Dienstag, 15. Dezember 2015

Du sollst den Namen des Herrn deines Gottes nicht missbrauchen.

Du sollst den Namen des Herrn, deines Gottes nicht missbrauchen.
Heute will ich etwas über das zweite Gebot der drei Glaubensgemeinschaften schreiben. Ihr wisst, welche Glaubensgemeinschaften ich meine, aber ich möchte sie hier noch einmal aufführen, damit ihr darüber Bescheid wisst, welche Glaubensgemeinschaften ich meine.
Es ist das Judentum, das Christentum und der Islam, denn alle drei haben dieses Gebot auch ihren heiligen Schriften der Tora, der Bibel und dem Koran. Auch schon aus diesem Grunde sind die drei drei Glaubensrichtungen miteinander verwandt.
Ich kehre jetzt zu den Worten zurück, die das zweite Gebot Gottes an die Menschen beschreiben, und dem Menschen als geistigen Inhalt und als Lebensweisheit mitgegeben worden sind.
Man soll den Namen des Herrn, deines Gottes nicht missbrauchen, aber was versteht man darunter, besonders ich als normaler Mensch, der sich dieses Gebot betrachtet, und der gerne wissen möchte, was hat Gott der Herr damit gemeint, du sollt meinen Namen nicht missbrauchen.

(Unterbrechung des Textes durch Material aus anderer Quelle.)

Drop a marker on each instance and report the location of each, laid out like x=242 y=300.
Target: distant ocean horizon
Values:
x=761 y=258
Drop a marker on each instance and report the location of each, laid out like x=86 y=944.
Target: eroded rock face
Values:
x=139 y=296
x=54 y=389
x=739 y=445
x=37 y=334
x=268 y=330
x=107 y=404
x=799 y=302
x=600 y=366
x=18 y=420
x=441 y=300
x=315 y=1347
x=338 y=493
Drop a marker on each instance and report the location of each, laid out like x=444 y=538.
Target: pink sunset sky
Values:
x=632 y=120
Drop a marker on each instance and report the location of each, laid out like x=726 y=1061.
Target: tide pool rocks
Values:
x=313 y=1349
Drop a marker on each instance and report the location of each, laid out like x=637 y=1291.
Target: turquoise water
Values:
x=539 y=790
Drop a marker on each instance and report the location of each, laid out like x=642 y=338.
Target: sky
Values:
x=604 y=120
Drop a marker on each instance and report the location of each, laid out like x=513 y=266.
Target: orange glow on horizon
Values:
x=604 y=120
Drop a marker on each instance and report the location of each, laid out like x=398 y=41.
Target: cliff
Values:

Wenn ich den Namen des Herrn anrufe, dann soll es wichtig sein, aber für wenn soll es wichtig sein: für mich den Rufer oder für Gott den von mir Angerufenen? Wenn ich Probleme habe, die jeden Tag oft auftauchen, soll ich dann Gott anrufen und ihn bitten, die Beseitigung dieser Probleme für mich zu übernehmen oder soll ich versuchen, die Probleme selbst zu lösen? Sieht Gott schon darin, dass ich seinen Namen missbrauche oder nicht? Wenn ich mein Problem selbst beseitigen kann, dann soll ich es auch tun, und soll soll den Namen des Herrn nicht anrufen, solange ich diese Probleme selbst beseitigen kann.
Wenn ich vor Gericht stehen, und ich soll als Zeuge die Wahrheit sagen, was man auch soll, denn darf ich wohl sagen, wenn ich die Wahrheit gesagt habe, dass ich im Namen Gottes die Wahrheit gesagt habe, dann wird er es nicht als Missbrauch ansehen, aber ich ich gelogen habe, und dann sage, ich habe im Namen Gottes die Wahrheit gesagt, dann habe ich seinen Namen für eine Unwahrheit oder Lüge missbraucht.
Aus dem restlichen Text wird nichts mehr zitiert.